I know that there are already a ton of forums out there about which chisels to buy, and depending on the depth of your pocket, some just don't seem like they would be worth spending $50+ for one chisel. So I believe that I have narrowed my choices down to Hirsch and Narex because they are within my budget and I believe they can get the job done, however, I would like to ask the lumberjock community what they think of these two brands and please explain pros and cons of the chisel you would suggest. Example, one of the features of the Narex classic beveled edge chisels that I like are the sharper and narrower sides.

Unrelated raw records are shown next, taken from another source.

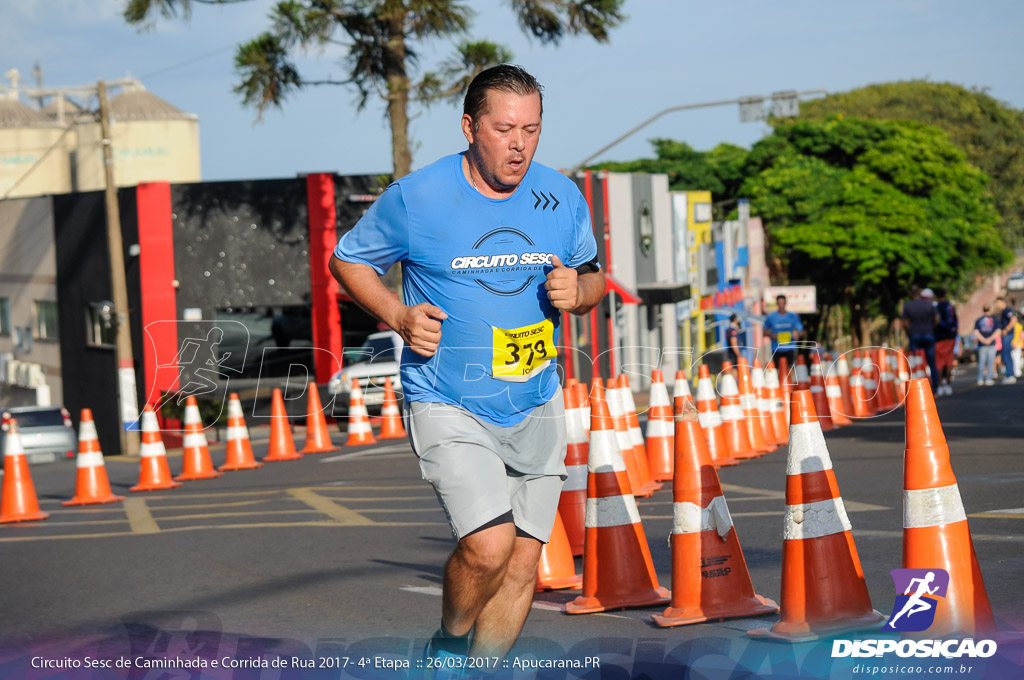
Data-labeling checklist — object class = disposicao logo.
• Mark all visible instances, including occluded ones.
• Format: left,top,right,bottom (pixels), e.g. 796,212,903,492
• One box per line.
886,569,949,633
831,568,997,658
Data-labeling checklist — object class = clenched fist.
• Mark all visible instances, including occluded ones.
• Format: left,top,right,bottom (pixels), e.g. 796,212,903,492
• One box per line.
544,255,580,311
394,302,447,356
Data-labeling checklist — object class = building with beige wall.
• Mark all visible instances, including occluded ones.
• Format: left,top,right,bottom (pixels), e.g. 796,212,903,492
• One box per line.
0,79,202,200
0,198,63,406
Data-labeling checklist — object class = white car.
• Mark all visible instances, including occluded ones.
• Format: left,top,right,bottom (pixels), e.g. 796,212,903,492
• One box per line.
327,331,404,412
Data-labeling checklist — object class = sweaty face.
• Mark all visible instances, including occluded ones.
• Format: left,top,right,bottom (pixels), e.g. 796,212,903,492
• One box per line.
462,90,541,195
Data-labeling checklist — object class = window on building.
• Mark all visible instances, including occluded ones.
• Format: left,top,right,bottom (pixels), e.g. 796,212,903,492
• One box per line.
86,302,118,347
36,300,57,340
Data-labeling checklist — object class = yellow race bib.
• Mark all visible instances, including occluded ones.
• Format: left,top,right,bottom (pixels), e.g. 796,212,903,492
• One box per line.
490,318,558,382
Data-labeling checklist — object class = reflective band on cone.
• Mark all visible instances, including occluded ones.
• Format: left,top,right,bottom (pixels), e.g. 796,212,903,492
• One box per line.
345,378,377,447
217,392,263,471
748,390,886,642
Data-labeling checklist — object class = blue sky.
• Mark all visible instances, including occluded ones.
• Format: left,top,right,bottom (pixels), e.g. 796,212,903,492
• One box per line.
0,0,1024,179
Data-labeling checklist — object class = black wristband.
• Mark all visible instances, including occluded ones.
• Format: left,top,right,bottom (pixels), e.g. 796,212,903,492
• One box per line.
575,257,601,275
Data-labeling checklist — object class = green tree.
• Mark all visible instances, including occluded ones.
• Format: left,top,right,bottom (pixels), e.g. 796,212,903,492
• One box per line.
800,80,1024,246
124,0,624,177
740,117,1011,342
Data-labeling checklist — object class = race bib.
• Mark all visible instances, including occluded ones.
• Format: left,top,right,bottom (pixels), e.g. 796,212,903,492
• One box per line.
490,318,558,382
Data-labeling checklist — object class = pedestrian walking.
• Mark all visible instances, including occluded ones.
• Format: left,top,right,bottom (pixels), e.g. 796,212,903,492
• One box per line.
995,297,1017,385
764,295,804,368
935,288,959,396
900,286,939,392
330,65,605,671
973,304,999,385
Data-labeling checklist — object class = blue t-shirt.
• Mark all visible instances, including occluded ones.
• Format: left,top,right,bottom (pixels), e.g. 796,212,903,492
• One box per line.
974,314,998,339
334,154,597,426
765,311,804,352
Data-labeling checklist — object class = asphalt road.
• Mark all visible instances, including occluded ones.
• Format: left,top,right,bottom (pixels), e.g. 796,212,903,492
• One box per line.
0,372,1024,680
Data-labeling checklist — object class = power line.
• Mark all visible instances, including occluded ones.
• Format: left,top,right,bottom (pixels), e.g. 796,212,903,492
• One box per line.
139,43,234,80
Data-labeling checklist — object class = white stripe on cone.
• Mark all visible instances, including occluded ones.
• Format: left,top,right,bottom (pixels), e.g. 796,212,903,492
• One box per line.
562,465,587,492
672,496,732,541
782,498,852,541
785,421,831,475
903,484,967,528
586,496,640,528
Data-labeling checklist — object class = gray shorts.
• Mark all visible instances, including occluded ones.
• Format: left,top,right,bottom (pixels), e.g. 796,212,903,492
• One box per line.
406,390,565,543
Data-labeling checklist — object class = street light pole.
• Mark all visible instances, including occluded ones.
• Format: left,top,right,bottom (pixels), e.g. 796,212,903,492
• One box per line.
570,90,828,174
98,81,139,456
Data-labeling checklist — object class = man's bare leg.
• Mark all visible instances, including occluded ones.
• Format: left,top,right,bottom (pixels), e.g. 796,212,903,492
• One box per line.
441,522,516,636
470,529,543,656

What chisel does the lumberjock community endorse?


----------



## libraryman (Feb 23, 2008)

The Oct. 2008 Issue of Fine Woodworking Magazine reviewed 23 brands of bench chisels. The Narnex was awarded the Best Value for a Western (vs. Japanese) style chisel. You can obtain them at Highland Woodworking.


----------



## TaylorML (Oct 9, 2013)

Thank you libraryman,

I guess what I should have mentioned in my original post is that I have heard the Narex were the best value, $125 for a set, compared to Hirsch $135 for a set. So with $10 being the only difference, I want to know which chisel, Narex or Hisch, is "better", not so much the "best value". Maybe that's what you mean by "best value", and that you're saying Narex is better than Hirsch…am I correct in assuming that?


----------



## Tim457 (Jan 11, 2013)

Are you comparing Lee Valley's prices on the Narex 10 chisel set for $125 to their Hirsch 6 chisel set for $135? Narex's 7 chisel set is $75 which is the better comparison. So are the Hirsch chisels worth almost twice as much? Could well be, maybe someone that has them can chime in.

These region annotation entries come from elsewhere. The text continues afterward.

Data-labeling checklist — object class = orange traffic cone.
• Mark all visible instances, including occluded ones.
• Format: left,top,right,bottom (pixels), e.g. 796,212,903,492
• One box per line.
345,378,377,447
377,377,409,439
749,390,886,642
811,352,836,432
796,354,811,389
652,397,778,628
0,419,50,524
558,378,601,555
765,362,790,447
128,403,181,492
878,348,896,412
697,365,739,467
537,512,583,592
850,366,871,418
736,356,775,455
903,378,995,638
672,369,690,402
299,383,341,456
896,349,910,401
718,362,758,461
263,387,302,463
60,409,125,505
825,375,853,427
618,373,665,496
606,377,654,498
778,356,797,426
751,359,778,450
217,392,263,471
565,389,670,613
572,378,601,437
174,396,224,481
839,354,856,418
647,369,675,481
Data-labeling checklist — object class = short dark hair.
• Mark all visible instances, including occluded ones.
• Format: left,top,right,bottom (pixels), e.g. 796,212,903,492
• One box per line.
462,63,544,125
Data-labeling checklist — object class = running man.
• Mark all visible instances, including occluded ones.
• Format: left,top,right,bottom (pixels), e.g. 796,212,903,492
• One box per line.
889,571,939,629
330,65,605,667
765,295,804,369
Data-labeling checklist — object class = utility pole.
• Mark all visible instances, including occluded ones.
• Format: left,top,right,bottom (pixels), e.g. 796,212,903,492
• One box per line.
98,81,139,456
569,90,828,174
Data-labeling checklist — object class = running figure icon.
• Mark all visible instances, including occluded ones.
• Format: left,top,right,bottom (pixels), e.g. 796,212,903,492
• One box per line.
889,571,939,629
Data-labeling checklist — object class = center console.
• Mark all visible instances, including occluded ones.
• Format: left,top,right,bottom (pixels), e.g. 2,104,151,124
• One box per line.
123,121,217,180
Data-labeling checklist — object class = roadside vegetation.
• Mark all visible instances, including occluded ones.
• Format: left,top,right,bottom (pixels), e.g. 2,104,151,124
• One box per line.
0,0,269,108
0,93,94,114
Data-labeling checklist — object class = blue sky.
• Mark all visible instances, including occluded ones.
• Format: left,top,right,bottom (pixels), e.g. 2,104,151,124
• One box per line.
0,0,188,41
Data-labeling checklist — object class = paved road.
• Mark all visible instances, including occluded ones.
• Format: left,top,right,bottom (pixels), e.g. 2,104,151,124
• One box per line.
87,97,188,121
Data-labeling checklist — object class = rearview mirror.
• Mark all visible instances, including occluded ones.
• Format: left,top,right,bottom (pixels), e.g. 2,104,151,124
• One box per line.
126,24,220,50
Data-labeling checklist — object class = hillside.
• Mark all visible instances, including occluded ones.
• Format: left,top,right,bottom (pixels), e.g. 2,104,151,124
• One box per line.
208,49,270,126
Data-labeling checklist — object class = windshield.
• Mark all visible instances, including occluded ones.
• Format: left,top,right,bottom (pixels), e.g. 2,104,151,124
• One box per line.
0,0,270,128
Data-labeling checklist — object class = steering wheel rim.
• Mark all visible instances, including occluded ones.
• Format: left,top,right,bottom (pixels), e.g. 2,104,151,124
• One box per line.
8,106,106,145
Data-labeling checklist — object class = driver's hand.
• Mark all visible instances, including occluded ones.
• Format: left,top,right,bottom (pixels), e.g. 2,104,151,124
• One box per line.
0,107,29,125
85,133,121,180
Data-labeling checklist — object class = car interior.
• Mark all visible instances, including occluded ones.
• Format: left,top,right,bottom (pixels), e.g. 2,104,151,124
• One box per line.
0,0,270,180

I would say unless you really know you need all 10 of those sizes, that's overkill. I like my Narex chisels but I don't have anything better to compare them to. If I were to upgrade I'd assemble a vintage set by finding them for a few dollars a piece and cleaning them up.


----------



## JayT (May 6, 2012)

Never used the Narex, so can't comment on them. I have some Two Cherries chisels, which are exactly the same as Hirsch other than badging, and love them. You can read my review here.

Many times with sets you end up paying for chisels you won't use. If you know which sizes will you use most frequently, then you could invest in good quality chisels in those sizes first and add on others later, if needed. I find that I only use two sizes a lot, two more somewhat frequently and very rarely for the rest. You may have different needs based on how you work.


----------



## TaylorML (Oct 9, 2013)

Thanks Tim and JayT for your comments. For Tim, great point on the size of the set. It would make more sense just going with the set of 7, and like JayT mentioned, if I needed to add a "specialty" chisel here and there, that would be on a need basis. This is exactly the kind of help I appreciate and why lumberjocks is so helpful.


----------